Journal (Eugène Delacroix)/26 janvier 1852

Texte établi par Paul Flat, René PiotPlon (tome 2p. 69-71).

26 janvier. — Vu les tapisseries sublimes de la Vie d’Achille, de Rubens, à la vente faite à Mousseaux. Ses grands tableaux ou ses tableaux en général n’ont pas cette incorrection ; mais ils n’ont pas cette verve incomparable. Ici il ne cherche pas et surtout il n’améliore pas. En voulant châtier la forme, il perd cet élan et cette liberté qui donnent l’unité et l’action ; la tête d’Hector renversée, d’une expression et même d’une couleur incomparables ; car il est à remarquer que, toutes passées qu’elles sont, ces tapisseries conservent étonnamment le sentiment de la couleur, d’autant plus qu’elles n’ont dû être faites que d’après des cartons légèrement colorés.

Les trépieds apportés devant Achille avec Briséis que les vieillards lui ramènent. Que d’alambiquages, que de petites intentions les modernes auraient prodigués sur ce sujet ! Lui va au fait comme Homère… C’est le caractère le plus frappant de ces cartons.

Achille plongé dans le Styx : les petites jambes qui s’agitent, pendant que le haut du corps est caché par l’eau… La vieille qui tient un flambeau, et le fond qui est magnifique. Caron, les suppliciés, etc.

Achille découvert par Ulysse. Le geste d’Ulysse qui s’applaudit de sa ruse et montre Achille à un compère qui est avec lui.

Ne pas oublier les décorations de ces tapisseries : les enfants qui portent des guirlandes ; les figures de termes, de chaque côté de la composition, et surtout l’emblème qui caractérise chaque sujet au bas et au milieu. Ainsi dans la Mort d’Hector, la bataille de coqs, dont l’énergie est inexprimable ; dans celui du Styx, Cerbère couché et endormi sous la colère d’Achille ; un lion rugissant, dans le dernier.

L’Agamemnon, superbe dans son indignation mêlée de crainte. Il est sur son trône. D’un côté, les vieillards s’avancent pour arrêter Achille ; de l’autre, Achille tirant son épée, mais retenu par Minerve, qui le prend par les cheveux, brusquement comme dans Homère.

Achille à cheval sur Chiron m’a paru ridicule : il est comme au manège et a l’air d’un cavalier du temps de Rubens.
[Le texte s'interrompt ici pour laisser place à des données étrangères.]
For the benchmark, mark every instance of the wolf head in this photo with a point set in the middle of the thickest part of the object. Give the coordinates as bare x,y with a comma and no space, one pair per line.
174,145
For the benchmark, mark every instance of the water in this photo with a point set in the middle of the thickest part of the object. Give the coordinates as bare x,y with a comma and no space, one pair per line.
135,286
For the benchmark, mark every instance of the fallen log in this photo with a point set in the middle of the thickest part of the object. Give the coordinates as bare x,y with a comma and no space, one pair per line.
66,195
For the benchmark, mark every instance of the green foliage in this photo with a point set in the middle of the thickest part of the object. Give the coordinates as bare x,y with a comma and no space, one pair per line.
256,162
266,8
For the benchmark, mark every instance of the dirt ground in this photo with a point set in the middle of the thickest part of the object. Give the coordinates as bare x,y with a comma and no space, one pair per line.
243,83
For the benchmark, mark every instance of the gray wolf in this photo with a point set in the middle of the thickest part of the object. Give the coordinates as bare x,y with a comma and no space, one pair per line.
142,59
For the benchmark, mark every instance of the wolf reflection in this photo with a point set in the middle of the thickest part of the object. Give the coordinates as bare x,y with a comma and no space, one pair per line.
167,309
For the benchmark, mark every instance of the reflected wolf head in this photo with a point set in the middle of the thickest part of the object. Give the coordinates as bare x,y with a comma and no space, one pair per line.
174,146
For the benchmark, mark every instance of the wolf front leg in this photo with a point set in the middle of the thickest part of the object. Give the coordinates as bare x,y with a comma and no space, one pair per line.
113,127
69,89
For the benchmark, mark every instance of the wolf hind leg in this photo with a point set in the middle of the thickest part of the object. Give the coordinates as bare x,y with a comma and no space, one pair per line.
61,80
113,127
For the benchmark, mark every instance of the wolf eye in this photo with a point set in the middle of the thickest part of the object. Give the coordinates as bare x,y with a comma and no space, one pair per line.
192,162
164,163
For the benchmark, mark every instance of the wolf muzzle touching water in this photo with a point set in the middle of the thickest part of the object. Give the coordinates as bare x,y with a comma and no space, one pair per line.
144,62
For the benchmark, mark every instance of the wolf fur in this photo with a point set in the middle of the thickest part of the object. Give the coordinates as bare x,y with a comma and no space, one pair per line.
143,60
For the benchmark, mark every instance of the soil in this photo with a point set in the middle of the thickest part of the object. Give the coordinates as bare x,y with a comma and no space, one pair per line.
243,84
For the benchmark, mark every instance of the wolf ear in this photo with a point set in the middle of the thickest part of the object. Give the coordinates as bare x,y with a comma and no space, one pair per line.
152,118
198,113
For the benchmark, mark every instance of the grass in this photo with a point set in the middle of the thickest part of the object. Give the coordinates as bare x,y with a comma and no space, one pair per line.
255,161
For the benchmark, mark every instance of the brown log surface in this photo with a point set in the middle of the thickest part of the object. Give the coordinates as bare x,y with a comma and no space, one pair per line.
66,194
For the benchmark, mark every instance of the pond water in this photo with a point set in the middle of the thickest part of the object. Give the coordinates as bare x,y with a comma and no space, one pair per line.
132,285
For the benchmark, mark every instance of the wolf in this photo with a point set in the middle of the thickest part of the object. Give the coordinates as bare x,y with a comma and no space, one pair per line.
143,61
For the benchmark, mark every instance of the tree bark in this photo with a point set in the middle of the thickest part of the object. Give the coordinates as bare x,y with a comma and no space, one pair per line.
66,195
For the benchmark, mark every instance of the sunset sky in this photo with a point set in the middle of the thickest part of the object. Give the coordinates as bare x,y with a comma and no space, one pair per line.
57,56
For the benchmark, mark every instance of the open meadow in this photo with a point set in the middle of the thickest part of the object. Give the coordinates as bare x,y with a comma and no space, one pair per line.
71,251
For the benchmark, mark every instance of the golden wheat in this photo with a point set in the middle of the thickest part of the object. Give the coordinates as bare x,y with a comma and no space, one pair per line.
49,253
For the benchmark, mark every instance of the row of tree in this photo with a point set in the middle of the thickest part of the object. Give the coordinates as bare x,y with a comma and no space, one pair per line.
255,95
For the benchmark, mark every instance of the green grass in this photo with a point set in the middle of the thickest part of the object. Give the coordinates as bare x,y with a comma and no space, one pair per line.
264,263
La mort d’Achille : celui-ci s’affaisse au pied de l’autel où il sacrifie ; un vieillard le soutient ; la flèche a traversé le talon. A la porte même du temple, Pâris, avec un petit arc ridicule à la main, et au-dessus de lui, Apollon qui le lui montre avec un geste qui venge toute la guerre de Troie. Rien n’est plus antifrançais que tout cela. Tout ce qu’il y avait, même d’italien, auprès paraissait bien froid.